Menghentikan atau mengganti obat harus dipertimbangkan. Sebuah alternatif untuk


fenitoin termasuk karbamazepin dan asam valproik, yang telah menunjukkan dampak yang
lebih rendah dalam pembesaran gingiva. Diltiazem dan verapamil menunjukkan prevalensi
pembesaran gingiva yang lebih rendah dibandingkan dengan nifedipine. Substitusi
siklosporin lebih rumit karena pilihan yang tersedia terbatas. Siklosporin dapat diganti
dengan takrolimus, dan penggunaan azitromisin dalam kombinasi dengan siklosporin telah
menunjukkan penurunan keparahan DIGO. Kontrol plak harus menjadi langkah pertama
dalam pengobatan DIGO, kebersihan mulut yang benar, dan pembersihan plak profesional ,
termasuk pembersihan permukaan gigi dan scaling berkala, yang penting.

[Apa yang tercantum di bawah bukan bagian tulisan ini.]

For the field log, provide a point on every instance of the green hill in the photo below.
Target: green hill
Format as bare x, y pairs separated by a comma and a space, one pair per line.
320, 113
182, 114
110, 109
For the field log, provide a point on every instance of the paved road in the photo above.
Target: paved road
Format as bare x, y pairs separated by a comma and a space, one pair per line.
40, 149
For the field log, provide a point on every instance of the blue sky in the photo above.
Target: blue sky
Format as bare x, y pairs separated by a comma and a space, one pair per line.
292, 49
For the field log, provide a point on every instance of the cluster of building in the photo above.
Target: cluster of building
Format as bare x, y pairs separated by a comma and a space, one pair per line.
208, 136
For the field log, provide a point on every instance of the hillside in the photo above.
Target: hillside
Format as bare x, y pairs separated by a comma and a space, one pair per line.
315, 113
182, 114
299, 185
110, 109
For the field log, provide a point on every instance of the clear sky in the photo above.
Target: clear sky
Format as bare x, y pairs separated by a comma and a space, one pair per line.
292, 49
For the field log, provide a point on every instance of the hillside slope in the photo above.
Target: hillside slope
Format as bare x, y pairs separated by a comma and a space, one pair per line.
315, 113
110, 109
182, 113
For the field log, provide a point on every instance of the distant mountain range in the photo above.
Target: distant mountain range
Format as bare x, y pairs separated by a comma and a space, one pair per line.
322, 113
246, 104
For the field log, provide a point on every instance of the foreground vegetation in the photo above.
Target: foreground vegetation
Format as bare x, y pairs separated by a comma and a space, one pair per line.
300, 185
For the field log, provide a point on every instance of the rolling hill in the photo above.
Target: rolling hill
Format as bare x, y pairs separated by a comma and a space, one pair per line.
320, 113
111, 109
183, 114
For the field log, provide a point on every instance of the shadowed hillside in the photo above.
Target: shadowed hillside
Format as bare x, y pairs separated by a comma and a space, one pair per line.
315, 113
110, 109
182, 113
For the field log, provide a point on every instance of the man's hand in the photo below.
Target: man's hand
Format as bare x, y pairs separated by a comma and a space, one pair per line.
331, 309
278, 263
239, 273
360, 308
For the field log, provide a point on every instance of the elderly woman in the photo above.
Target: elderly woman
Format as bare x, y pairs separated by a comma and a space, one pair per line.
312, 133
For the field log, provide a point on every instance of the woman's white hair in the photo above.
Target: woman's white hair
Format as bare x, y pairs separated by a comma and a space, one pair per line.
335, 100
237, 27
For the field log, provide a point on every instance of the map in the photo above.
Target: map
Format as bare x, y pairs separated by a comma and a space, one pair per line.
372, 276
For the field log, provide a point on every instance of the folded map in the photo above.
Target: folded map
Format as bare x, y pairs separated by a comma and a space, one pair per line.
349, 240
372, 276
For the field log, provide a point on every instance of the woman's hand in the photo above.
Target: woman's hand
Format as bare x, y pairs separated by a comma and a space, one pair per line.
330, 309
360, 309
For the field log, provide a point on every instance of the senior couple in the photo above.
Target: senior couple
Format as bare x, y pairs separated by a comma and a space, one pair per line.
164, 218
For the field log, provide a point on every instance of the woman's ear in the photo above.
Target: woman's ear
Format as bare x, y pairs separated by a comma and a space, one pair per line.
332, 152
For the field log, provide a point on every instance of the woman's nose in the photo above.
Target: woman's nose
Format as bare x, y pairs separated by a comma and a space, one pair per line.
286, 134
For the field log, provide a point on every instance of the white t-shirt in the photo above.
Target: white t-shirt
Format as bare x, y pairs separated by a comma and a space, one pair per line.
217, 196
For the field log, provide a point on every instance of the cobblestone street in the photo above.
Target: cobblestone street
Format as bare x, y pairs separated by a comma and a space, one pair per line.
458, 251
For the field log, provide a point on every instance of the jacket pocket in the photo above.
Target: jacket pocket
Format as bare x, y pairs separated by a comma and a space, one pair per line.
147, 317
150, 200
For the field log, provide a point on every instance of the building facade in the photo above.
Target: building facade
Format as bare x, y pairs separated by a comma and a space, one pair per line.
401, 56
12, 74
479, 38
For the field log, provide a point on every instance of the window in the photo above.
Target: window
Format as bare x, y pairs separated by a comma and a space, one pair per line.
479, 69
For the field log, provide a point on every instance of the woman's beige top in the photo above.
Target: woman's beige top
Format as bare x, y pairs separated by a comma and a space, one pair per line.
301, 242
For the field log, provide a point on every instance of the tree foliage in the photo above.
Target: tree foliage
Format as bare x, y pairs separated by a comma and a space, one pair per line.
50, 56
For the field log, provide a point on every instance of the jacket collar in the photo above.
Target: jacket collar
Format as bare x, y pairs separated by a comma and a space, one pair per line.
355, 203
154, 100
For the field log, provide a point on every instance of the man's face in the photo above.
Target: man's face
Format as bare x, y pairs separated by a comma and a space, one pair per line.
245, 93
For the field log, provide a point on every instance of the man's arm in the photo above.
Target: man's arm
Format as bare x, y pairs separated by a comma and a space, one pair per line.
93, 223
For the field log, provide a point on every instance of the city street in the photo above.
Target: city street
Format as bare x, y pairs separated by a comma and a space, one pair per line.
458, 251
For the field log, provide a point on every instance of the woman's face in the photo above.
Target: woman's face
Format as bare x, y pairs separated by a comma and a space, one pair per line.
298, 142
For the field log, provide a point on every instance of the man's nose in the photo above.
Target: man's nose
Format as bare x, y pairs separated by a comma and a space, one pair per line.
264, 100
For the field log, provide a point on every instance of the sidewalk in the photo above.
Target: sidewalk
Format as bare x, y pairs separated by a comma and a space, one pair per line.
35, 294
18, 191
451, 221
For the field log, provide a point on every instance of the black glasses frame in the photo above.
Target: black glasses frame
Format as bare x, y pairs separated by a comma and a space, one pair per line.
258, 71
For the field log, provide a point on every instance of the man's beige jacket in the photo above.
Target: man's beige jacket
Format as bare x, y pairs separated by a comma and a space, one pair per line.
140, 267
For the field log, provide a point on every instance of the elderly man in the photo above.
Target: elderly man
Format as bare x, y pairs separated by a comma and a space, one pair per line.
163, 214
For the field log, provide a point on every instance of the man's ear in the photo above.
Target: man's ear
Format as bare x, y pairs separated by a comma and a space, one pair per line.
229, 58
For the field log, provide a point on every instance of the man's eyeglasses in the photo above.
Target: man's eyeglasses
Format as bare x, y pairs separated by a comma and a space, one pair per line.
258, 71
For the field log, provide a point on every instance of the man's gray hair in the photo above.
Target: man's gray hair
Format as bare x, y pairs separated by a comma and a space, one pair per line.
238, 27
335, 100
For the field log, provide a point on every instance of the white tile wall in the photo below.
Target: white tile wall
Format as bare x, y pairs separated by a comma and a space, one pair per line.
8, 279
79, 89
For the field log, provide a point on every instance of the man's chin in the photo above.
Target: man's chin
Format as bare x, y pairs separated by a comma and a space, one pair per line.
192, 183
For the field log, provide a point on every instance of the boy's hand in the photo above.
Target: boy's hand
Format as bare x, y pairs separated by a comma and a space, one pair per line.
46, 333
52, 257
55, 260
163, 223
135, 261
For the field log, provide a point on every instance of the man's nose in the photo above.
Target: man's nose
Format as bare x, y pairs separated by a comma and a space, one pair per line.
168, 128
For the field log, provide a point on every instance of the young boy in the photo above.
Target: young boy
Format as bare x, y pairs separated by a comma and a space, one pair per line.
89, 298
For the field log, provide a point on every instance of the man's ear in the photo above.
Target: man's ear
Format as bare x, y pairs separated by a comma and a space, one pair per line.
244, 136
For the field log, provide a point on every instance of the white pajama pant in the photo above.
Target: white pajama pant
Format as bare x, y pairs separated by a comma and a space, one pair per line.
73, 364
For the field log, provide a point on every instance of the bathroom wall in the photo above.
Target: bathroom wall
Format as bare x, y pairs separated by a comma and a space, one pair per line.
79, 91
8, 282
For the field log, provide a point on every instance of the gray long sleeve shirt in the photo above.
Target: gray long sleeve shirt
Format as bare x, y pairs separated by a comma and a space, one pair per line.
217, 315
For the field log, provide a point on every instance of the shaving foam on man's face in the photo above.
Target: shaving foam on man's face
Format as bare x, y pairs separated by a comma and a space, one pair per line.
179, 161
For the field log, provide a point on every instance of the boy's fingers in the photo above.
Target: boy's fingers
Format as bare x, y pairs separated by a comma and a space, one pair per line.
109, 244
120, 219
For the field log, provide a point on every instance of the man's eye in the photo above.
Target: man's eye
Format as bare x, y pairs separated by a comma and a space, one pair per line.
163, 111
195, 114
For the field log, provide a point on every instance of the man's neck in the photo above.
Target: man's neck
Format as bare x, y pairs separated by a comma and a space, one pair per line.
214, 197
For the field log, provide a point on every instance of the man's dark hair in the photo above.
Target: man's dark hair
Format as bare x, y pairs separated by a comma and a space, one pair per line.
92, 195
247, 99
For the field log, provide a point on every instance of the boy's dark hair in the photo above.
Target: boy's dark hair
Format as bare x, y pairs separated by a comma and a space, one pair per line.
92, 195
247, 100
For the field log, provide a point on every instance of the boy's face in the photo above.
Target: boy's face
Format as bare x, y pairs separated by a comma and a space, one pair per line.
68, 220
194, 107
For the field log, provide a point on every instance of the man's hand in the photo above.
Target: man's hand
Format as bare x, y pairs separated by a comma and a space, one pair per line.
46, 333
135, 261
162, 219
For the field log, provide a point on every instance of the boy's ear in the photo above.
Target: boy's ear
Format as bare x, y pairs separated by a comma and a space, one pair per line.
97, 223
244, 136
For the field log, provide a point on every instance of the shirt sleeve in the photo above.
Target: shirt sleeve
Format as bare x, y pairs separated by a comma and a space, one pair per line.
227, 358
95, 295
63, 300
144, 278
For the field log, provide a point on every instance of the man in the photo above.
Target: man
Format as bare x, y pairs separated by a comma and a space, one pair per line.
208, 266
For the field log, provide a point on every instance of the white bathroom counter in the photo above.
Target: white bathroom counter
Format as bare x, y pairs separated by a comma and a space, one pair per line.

Pengendalian peradangan, termasuk agen antiinflamasi nonsteroid, antibiotik untuk


mengendalikan infeksi, dan obat antijamur topikal seperti nistatin, juga dapat digunakan.
Suplementasi folat juga telah digunakan. Periode yang enam sampai dua belas bulan harus
dibiarkan berlalu setelah menghentikan obat penginduksi sebelum operasi
dipertimbangkan. Metode pembedahan termasuk gingivektomi dan operasi flap
periodontal. Elektrokauter dapat digunakan pada kasus yang sulit, anak-anak, atau di mana
gingiva rapuh dan cenderung berdarah.
DAPUS

Tungare, S. and Paranjpe, A.G., 2019. Drug Induced Gingival Overgrowth (DIGO). StatPearls
[Internet].

Bharti, V. and Bansal, C., 2013. Drug-induced gingival overgrowth: the nemesis of gingiva
unravelled. Journal of Indian Society of Periodontology, 17(2), p.182.

Stafstrom, C.E., 2010. Mechanisms of action of antiepileptic drugs: the search for synergy.
Current opinion in neurology, 23(2), pp.157-163.

Suthanthiran, M., Morris, R.E. and Strom, T.B., 1996. Immunosuppressants: cellular and
molecular mechanisms of action. American Journal of Kidney Diseases, 28(2), pp.159-172.

McKeever, R.G. and Hamilton, R.J., 2020. Calcium channel blockers. StatPearls [Internet].